A) What was the exact situation and what were the exact numbers? Let’s say, the customer (call him Jimmy) originally had a newsletter subscription field at the very bottom of his website consisting of a grey “Subscribe” button without any description. Each day, out of 10,000 visitors, 1 person subscribed. Then Jimmy implemented a big pop-up on the site. This resulted in 3 subscriptions out of 10,000 visitors per day. Has the subscription rate increased by 200%? Yes. Is it a significant change? I don’t think so…

B) Can we see more numbers, please?
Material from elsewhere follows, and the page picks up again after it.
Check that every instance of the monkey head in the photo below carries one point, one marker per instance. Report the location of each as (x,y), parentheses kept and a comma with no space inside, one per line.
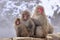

Even if the targeted conversion rate changed significantly (let’s say, instead of 100/10,000 it became 300/10,000), how did this change affect the other numbers?
Did the bounce rate change? Did the newsletter open rate change? Did the sales number change? It’s really easy to push one number and then imply success with that one number. But an online business is usually much more complex than that and you need to check all your important metrics.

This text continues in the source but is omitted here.